During the period, the Fund posted a positive performance, although it lagged its reference indicator.
The primary driver of our performance was our exposure to equities. However, our investments in emerging markets, gold positions, and hedging strategies negatively impacted the performance.
Top equity contributors included pharmaceutical distributor McKesson, Amazon, and oil services company Schlumberger.
In a market characterized by a coordinated fall in long-term interest rates, our low modified duration weighed on relative performance. Conversely, our inflation-linked strategies positively contributed to performance, benefiting from the rebound in producer and consumer price indices.
US growth is expected to remain resilient, bolstered by Fed rate cuts and the forthcoming Trump 2.0 administration. In contrast, European growth is likely to remain sluggish.
Disinflation continues, but the trend remains uncertain due to the arrival of Trump and the widening of deficits.
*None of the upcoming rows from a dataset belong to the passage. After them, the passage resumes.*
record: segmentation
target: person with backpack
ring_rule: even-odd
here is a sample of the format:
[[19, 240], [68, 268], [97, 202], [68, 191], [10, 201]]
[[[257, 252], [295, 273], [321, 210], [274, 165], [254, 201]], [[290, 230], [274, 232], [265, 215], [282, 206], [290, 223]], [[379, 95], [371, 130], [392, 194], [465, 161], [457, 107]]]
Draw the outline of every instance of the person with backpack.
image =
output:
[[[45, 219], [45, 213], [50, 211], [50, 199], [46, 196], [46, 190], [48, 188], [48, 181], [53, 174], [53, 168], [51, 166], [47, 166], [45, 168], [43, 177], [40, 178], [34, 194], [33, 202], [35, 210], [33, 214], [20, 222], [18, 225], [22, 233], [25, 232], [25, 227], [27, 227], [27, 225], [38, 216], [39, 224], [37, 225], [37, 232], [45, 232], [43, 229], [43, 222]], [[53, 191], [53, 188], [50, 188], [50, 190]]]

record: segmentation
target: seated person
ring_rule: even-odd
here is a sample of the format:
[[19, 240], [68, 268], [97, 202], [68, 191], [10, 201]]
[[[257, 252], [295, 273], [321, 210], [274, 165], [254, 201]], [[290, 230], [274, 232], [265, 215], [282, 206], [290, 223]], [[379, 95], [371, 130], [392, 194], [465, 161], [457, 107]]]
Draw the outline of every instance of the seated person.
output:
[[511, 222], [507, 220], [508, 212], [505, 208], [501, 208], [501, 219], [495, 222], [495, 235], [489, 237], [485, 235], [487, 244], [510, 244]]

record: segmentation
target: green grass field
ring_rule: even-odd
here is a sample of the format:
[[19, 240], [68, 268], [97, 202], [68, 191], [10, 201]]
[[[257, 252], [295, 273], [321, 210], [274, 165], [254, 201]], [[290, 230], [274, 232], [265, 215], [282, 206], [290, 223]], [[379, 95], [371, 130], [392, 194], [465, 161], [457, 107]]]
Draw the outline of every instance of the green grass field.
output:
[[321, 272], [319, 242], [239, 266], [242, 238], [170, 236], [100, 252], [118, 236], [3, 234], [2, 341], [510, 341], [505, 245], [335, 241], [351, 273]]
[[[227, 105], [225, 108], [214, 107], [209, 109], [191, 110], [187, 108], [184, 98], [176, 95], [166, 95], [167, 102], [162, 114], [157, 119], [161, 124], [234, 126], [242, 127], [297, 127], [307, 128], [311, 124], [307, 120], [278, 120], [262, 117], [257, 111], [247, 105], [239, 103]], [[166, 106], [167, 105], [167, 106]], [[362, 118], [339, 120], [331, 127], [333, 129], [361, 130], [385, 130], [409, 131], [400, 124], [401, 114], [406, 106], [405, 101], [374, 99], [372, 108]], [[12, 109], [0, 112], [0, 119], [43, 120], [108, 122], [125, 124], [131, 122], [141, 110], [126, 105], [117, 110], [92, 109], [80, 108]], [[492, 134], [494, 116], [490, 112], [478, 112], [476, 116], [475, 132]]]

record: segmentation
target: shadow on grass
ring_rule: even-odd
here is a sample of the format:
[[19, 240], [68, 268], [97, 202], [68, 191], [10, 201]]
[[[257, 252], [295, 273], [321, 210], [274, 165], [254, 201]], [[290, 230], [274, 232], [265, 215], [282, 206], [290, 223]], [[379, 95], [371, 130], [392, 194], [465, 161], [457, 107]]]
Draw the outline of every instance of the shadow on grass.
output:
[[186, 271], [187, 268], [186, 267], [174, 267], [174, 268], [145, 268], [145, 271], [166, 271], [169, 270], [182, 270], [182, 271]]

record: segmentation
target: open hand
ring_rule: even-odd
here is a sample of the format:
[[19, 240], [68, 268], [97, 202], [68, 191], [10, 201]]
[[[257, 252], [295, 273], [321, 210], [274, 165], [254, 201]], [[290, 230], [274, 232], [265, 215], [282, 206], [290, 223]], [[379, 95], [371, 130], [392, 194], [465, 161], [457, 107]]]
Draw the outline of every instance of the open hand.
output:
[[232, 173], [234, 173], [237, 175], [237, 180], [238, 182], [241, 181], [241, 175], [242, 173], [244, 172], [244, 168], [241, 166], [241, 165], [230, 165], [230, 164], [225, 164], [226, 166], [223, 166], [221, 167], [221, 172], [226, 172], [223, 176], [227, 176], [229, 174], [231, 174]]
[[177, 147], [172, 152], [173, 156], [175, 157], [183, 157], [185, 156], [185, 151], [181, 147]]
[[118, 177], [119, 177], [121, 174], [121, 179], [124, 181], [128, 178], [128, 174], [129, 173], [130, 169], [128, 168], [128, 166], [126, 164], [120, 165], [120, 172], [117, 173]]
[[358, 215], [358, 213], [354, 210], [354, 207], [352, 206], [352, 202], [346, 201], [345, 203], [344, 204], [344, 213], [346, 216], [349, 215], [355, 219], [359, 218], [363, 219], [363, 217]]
In this context, the Fed may consider pausing rate adjustments in early 2025.
We maintain a positive outlook on equities, particularly in the US. However, given current valuation levels, we are exercising caution by implementing hedging strategies.
Regarding interest rates, we are maintaining a low sensitivity and anticipate steeper yield curves.
To enhance the overall construction of our portfolio, we have implemented several decorrelation strategies, including exposure to emerging local rates, gold miners, South American currencies, and the Yen.
North America | 64.2 % |
Asia | 16.7 % |
Europe | 12.3 % |
Latin America | 5.1 % |
Asia-Pacific | 1.8 % |
Total % Equities | 100.0 % |
Market environment
Trump's decisive victory in the US election is expected to provide him with significant leverage to advance his policy agenda.
US indices hit record highs as investors anticipated the potential growth benefits of the Trump 2.0 tax cuts and deregulation policies.
In contrast, stock markets in China, Europe and Latin America suffered from the risks of tariffs being introduced by the incoming US administration.
The US Federal Reserve once again cut its key rate by 25bp, despite inflation stagnating at 2.6% year-on-year and 3.3% for the core component of consumer price indices.
Inflation in Europe rose to +2.3% in November, while underlying inflation remained anchored at +2.7%. On the other hand, economic publications showed signs of slowing down.
Despite an environment of strong growth and resurgent inflation, yields fell on both sides of the Atlantic this month, notably following the appointment of Scott Bessent as the future US Treasury Secretary.